In apparel and footwear, companies have to contend with relentless pressure on price, costs, and lead times. They also face seasonal fluctuation, proliferation of design variations and product characteristics, multiple distribution channels and customer service requirements, and heavy reliance on outsource manufacturing.

On retail leveraging technology:

As a retailer it is important to have the right technology supporting not only your current business but also easily scale up to meet your fast paced growth plans. It is equally important to ensure that the technology is easy to manage; after all you want to be a retailer first and technologist later. It is critical that there is a centralised information system for the operations of the company.

Also, ensure that you have common systems and common platforms across all units. A good information technology set-up can help the company efficiently manage inventory, reduce working capital requirements and streamline the supply chain and logistics costs, thus reducing operating costs. It could then leverage its knowledge to exert pressure on its suppliers. Let us take the example of Wal-Mart:

Wal-Mart invested more heavily than its rivals did in technology to better manage its inventory and reduce operating expenses. It cut distributors out of the supply chain and tied inventory — via computer — directly to manufacturers to further bring down costs. As Wal-Mart grew large in the 1980s, it exerted leverage against its vendors in pricing, production, and delivery. It was not uncommon for Wal-Mart to tell Coca-Cola, a $13-billion company, to deliver on Sunday, or to suggest to a Procter & Gamble — at $30 billion in sales — that it should seriously consider locating its distribution centres adjacent to Wal-Mart's.

On ensuring customer loyalty:

Since it costs less to retain a customer than to attract a new customer, it pays to retain loyal customers by enhancing their shopping experience, making them feel special. Loyalty cards offering discounts, bonus points on purchases and special privileges such as home delivery, free/valet parking, first day preference for sales and new launches, exclusive cash counters etc are a preferred mode of identifying and retaining loyal customers. It is important that this is backed by strong infrastructure, such as customer help desks and IT support.

On manpower issues in organised retail:

Trained manpower is instrumental in the success of the store. Absence of good quality personnel supported by infrastructure and documented policies and procedures could result in malpractices and poor customer satisfaction. A company must invest in recruiting and training its people. It doesn't end here. The employees must be motivated and high on self-esteem. This comes from a good work environment, encouraging management and well-documented company ethos, policies and procedures.

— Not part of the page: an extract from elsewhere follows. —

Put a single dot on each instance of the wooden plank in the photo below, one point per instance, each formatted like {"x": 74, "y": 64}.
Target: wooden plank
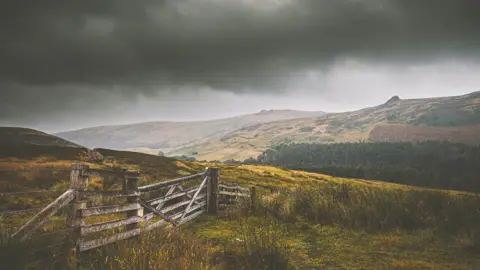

A well-documented, easy to access and use model business processes manual goes a long way in helping employees carry out their tasks and not feel lost/confused about their roles and responsibilities. This also helps strengthen internal controls and efficiently service customers/resolve customer issues. Processes that should be documented for store operations include: cashiering, inventory management, customer service and query resolution, store opening and closing. Other processes which need to be documented for the company include revenue management (merchandise and display), buying and merchandising, finance and accounts, capital expenditure, HR & payroll, taxation and IT.